You might think someone who doesn’t know the dangers of touching a hot stove or running into oncoming traffic is stupid, unlearned or intellectually disadvantaged. Grace doesn’t know those things. But not because she can’t learn about hot stoves or moving vehicles. It’s just because she’s never had to learn those things due to her disability. There’s a lot Grace will never know about the world. Does she know what color her hair is? I have no idea. Does she know that she has 10 toes? Again…NO IDEA. Does that mean she’s learning disabled? No. If she doesn’t know those things it’s because looking in the mirror isn’t a part of her daily life and, frankly…I’m not so sure we’ve ever told her how many toes she has. Or what toes are. It hasn’t really come up.

But does she know she’s about to have a seizure? Yes. Does she calm down when she sees me filling her feed bag because she knows that’s about to be pumped into her hungry tummy? Yup. Does she know her morning routine and what’s coming next? Yes. Can she anticipate I’m about to take off her shirt and lift her head to help me? Yes. She learned those things because they’re a part of her life. She retains that info and displays that she has learned it.

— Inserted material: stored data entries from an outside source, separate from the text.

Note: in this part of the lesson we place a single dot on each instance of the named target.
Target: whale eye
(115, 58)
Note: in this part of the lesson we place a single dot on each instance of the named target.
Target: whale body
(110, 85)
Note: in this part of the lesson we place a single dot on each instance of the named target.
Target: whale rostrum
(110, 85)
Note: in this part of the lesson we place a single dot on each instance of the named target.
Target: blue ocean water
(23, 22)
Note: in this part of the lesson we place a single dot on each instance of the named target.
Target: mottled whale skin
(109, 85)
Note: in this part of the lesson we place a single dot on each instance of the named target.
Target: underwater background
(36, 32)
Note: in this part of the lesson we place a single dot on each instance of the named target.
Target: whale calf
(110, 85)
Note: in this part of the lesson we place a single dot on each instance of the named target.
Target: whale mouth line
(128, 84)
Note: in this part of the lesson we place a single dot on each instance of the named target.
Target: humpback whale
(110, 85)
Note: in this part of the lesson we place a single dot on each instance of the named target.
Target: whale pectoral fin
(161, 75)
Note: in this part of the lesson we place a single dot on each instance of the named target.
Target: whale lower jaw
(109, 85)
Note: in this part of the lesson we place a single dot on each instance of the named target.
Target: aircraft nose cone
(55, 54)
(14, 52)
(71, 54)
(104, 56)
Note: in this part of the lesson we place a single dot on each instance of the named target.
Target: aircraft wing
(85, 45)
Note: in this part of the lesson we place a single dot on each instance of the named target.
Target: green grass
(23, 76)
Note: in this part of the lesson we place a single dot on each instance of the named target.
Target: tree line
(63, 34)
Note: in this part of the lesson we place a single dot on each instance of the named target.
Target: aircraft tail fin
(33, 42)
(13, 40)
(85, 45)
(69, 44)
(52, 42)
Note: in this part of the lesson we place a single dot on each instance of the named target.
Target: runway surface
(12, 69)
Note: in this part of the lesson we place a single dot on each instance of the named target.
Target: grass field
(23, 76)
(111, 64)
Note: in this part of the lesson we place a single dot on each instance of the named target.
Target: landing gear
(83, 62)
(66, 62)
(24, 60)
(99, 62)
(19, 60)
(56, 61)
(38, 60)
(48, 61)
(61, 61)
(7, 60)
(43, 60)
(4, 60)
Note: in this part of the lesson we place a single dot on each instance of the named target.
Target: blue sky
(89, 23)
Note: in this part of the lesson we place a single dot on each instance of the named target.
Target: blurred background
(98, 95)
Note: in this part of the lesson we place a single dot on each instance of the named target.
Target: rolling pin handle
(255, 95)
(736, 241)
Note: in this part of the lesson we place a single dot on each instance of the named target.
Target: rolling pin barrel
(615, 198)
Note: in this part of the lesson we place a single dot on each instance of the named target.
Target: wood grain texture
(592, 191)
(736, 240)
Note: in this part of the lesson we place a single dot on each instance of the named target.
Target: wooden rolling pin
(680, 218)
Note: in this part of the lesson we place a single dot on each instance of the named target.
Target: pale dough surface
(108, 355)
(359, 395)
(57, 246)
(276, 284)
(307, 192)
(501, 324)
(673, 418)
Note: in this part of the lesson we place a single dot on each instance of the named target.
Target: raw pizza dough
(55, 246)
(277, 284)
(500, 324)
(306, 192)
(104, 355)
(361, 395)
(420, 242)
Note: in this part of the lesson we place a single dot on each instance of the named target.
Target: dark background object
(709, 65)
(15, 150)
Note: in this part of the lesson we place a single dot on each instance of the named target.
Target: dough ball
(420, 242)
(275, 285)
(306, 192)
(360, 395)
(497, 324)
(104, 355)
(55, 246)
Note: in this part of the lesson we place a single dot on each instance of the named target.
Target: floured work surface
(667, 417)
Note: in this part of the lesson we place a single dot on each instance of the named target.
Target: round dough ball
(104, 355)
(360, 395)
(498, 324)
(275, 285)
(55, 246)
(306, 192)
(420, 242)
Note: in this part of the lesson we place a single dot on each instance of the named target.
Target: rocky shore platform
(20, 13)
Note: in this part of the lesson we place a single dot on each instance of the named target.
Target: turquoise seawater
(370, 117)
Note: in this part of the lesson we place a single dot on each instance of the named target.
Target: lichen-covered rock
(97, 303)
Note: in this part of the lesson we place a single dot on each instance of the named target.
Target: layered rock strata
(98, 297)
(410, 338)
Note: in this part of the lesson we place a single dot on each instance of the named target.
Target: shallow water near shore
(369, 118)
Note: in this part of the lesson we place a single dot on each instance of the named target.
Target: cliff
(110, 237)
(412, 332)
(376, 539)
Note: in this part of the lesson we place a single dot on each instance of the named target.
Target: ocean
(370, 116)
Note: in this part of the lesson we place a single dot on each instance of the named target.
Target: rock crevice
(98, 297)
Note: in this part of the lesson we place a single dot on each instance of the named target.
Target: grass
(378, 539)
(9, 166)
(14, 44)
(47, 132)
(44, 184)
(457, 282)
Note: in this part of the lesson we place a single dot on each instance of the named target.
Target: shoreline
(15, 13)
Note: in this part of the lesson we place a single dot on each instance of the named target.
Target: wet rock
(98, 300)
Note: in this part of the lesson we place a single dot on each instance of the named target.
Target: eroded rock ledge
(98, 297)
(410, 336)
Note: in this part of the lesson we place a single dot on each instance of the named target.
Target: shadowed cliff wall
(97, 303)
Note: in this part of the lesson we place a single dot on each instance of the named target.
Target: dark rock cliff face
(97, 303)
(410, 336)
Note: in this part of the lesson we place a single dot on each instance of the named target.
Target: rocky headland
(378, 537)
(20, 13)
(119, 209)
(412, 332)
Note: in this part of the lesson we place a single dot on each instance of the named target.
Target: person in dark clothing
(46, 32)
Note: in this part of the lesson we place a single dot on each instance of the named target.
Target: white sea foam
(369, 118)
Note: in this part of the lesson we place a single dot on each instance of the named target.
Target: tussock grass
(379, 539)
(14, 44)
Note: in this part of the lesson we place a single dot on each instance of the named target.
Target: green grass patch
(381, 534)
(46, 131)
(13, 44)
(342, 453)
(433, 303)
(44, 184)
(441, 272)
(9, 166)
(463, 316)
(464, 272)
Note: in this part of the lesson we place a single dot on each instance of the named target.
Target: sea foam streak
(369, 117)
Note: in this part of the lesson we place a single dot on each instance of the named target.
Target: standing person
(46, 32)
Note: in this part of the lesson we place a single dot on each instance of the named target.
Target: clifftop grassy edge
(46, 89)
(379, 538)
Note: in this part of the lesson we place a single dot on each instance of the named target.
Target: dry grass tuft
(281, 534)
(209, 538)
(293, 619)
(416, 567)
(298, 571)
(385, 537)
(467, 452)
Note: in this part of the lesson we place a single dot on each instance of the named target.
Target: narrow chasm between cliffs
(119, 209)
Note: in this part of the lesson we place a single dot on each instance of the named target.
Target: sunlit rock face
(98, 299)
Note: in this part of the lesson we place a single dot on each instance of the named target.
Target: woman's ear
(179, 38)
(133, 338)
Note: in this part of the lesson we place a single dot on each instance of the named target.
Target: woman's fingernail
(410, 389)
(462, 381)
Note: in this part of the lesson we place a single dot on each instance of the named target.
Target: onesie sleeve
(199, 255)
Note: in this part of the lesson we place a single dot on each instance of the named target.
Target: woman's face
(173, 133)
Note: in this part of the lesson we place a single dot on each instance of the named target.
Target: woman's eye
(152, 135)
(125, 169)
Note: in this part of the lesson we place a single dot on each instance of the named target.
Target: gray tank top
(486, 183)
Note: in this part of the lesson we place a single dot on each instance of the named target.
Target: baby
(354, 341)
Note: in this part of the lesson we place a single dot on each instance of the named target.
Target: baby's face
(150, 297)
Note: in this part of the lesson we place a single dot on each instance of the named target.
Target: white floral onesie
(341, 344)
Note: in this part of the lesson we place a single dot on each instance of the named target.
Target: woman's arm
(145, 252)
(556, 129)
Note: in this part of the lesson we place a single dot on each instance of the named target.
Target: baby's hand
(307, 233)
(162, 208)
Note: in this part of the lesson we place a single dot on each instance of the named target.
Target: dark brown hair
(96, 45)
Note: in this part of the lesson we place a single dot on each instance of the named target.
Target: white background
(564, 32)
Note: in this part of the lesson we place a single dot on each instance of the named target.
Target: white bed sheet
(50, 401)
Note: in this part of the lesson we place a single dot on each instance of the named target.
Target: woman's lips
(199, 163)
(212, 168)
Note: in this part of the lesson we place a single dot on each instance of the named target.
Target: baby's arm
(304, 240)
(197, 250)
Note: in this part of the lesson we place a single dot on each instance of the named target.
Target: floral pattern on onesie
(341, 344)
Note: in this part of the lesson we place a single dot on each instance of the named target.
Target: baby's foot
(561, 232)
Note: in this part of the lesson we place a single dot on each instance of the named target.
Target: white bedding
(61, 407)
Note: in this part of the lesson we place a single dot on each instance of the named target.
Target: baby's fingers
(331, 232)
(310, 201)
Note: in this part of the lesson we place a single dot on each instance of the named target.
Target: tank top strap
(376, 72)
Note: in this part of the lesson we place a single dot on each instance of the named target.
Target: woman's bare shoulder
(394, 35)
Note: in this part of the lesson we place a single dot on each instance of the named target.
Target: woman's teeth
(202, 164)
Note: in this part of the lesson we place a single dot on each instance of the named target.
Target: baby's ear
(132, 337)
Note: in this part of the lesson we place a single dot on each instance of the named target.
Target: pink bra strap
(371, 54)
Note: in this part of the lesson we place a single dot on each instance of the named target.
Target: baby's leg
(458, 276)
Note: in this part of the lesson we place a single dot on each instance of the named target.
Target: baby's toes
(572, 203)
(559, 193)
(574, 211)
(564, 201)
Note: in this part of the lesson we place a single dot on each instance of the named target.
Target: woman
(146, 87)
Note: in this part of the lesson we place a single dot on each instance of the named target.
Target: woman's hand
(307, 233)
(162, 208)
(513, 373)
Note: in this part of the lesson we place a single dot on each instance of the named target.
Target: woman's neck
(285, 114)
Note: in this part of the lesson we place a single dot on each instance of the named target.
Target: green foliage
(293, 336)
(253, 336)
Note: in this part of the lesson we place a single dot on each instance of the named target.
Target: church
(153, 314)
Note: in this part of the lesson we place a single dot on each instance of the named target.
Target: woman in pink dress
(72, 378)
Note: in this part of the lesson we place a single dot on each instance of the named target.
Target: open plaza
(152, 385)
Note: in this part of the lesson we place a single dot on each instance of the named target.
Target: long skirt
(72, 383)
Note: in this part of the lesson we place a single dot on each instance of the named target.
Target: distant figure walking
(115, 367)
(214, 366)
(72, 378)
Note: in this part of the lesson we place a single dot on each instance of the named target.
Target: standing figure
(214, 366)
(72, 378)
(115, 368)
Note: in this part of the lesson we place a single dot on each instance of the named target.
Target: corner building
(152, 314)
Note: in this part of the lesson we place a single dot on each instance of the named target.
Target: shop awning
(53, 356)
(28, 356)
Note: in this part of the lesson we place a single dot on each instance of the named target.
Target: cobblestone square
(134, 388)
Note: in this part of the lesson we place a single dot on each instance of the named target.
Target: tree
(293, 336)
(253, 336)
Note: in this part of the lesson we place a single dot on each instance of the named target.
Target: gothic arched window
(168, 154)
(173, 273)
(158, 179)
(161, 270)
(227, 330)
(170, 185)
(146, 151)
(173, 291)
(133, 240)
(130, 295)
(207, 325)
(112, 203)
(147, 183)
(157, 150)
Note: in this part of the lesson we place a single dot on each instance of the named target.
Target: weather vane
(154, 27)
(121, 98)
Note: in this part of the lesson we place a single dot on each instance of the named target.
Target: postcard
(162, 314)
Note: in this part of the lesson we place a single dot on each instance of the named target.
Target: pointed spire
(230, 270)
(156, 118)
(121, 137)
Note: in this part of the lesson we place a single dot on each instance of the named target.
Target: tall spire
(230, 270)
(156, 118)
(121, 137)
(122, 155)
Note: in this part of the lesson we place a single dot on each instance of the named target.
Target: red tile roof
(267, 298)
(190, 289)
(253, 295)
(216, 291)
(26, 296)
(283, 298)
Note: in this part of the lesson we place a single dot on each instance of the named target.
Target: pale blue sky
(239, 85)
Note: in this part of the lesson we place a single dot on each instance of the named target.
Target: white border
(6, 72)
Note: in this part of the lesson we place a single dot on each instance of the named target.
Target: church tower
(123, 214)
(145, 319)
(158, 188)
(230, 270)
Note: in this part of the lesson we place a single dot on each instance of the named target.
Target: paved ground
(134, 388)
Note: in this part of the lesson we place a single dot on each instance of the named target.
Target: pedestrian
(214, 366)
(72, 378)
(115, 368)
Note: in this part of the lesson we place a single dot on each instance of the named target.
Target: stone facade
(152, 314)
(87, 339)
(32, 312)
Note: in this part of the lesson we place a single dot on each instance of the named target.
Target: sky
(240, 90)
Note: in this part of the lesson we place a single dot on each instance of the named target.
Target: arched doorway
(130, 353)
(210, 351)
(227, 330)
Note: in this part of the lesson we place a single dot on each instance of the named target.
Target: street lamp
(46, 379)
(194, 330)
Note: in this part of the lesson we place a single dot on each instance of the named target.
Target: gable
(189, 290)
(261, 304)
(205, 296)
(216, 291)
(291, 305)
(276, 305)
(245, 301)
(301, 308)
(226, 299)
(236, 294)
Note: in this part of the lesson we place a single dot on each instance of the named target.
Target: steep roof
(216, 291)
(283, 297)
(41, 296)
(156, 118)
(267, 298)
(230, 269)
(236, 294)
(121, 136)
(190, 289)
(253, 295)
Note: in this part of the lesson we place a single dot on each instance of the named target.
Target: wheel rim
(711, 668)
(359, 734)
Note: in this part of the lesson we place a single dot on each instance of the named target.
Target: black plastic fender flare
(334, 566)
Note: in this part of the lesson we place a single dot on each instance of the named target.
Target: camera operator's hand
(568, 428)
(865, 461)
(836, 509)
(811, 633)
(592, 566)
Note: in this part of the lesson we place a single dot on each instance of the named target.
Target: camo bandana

Now that you know about apraxia, you can become more aware of how it affects your loved one with Rett syndrome and help the professionals in her life to better understand the difference between being cognitively disabled and just having a really hard time with motor planning. In short, Rett syndrome (I imagine) is like living inside a runaway train so be patient and give her a good long time to perform tasks (like saying hello). You’ll be surprised what might happen if you wait for 30 seconds for her to respond!